Multi-Objective UAV Path Planning with Refined Reconnaissance and Threat Formulations

2010 
Military operations are turning to more complex and advanced automation technology for minimum risk and maximum efficiency. A critical piece to this strategy is unmanned aerial vehicles (UAVs). UAVs require the intelligence to safely maneuver along a path to an intended target, avoiding obstacles such as other aircraft or enemy threats. Often automated path planning algorithms are employed to specify targets for a UAV to investigate. To date, path-planning algorithms have been limited to providing only a single solution (alternate path) without further input from a pilot.

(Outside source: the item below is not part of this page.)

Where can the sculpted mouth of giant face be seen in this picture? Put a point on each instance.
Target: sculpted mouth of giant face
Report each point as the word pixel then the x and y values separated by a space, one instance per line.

This paper improves upon a previously developed multi-objective path planner that uses Particle Swarm Optimization (PSO) to generate multiple solution paths based on predefined criteria. The original path planner consisted of 4 components: fuel efficiency, reconnaissance, threat avoidance, and terrain. In this paper, the focus will be on improvements made to the formulations of the cost functions for reconnaissance and threat avoidance as well as the ability of the pilot to adjust the weights for the mission objectives. The alternate paths can be optimized with a preference towards maximum safety, minimum fuel consumption, or target reconnaissance. The weight adjustment techniques presented enhance the pilot’s ability to find desirable solutions when re-tasking the UAV. Most importantly, the paths were generated in real time to allow efficient decision making by the UAV pilot. These improvements were noted in the simulated test scenarios used to evaluate the path planner.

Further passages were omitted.